This was just a simple class project I did over a couple weekends, not an overall thesis or anything, and I'm done with that particular class now. As part of my deliverables I did recommend additional testing for the placement of multiple subs, and also testing on placement of bass traps, but I didn't even mention additional seating positions. That would be another interesting side endeavor, but at this point I don't intend on continuing on unless I fall into a bunch of bass traps to test, or revisit this down the road in some kind of wrap-up project. Thanks for the interest anyways!


----------



## acoustat6 (Mar 7, 2008)

Hello, pictures are worth a thousand words. Would it be possible for you to posta few of those REW graphs?

Thanks,
Bob
PHP143
If the first 100db suck why continue?


----------



## Magialisk (Jan 17, 2008)

Bob,
I appreciate your suggestion as pictures would definitely help clarify this story. I took a look at some of the data again this morning, playing with overlays to see which kind of pictures would add the most value, and came up with a handful that I think will do the trick. I hope nobody feels I'm being disingenuous by cherry picking graphs that most clearly reflect my results. In reality, it's the statistics software that best tells you what's going on with the data and those results have already been summarized. These graphs are meant merely as a visual aid and for clarity, and I just grabbed the first few that looked halfway decent.

First, graph #01 shows the measured frequency response with the sub in the corner (teal) vs. the side wall (purple). They're almost the same up to 35Hz, there's the big room mode excitement in the mid 40's, but then after 65 Hz the side wall position is much flatter. In my original post this is what I called the "filling in" of the weak portions of the response.

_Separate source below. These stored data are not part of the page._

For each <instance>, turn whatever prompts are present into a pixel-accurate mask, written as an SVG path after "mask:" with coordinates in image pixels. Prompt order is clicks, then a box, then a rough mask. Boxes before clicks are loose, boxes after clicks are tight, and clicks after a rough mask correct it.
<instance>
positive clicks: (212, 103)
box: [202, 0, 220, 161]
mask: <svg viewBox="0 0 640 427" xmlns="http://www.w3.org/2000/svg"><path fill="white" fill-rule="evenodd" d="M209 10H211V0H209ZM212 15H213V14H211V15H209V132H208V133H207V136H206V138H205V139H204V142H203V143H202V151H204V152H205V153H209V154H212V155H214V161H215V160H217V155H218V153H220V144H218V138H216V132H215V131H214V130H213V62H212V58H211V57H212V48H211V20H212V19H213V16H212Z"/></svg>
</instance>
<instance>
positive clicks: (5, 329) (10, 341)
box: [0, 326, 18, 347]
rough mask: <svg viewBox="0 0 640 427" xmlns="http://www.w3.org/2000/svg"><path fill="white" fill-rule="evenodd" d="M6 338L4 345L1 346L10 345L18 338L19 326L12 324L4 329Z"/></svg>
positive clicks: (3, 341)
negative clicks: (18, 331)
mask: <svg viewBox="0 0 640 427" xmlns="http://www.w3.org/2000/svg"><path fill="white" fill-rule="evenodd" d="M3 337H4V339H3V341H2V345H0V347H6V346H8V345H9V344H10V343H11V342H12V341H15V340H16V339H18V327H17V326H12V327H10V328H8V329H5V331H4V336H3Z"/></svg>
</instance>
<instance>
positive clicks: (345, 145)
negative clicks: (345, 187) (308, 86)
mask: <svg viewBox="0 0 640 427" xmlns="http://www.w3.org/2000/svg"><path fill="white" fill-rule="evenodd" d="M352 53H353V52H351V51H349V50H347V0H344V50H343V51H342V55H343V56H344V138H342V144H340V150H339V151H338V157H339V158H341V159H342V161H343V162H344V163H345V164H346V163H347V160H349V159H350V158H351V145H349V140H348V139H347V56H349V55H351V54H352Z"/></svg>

The next graph #02 shows the waterfall response with the sub in the corner (teal) vs. the THX recommended front wall (red). It's easy to see that at ~17Hz and ~47Hz the corner position rings for over 100ms longer than the front wall.

Graph #03 shows the frequency response measured at the side wall with the windows open (teal) vs. closed (purple). The open windows rounded off the tallest peak by ~2.5 dB as stated previously, and surprisingly on this graph it even boosted the SPL below ~42 Hz. That was not an observation made across the experiment, but it's interesting to see it here in this one sample. In the more general case the open windows didn't have much effect (plus or minus) anywhere but at the frequencies corresponding with room modes.

Finally, graph #04 shows a waterfall plot of the same two measurements in graph #03. The purple response (windows closed) continues to ring at ~22 and ~29 Hz well after the open window response has settled.

Now with all of that posted I do want to leave one final caution. The graphs by their nature can only compare two individual measurements out of the total 32 collected. The statistics software compares average effects across the entire experiment and gives a much better picture of what's really going on in a general sense. While these graphs do lend some support to the prior claims in a visual, easy to interpret fashion, they can't be used on their own to make any conclusive determinations. Trying to do so would ignoring the potential effects of the other 30 measurements. This was evident in graph #03, which would lead us to believe open windows give a significant SPL boost below 42Hz, but that observation did not hold true across the board.

I hope this is along the lines of what you were looking for. Thank you for your interest.


----------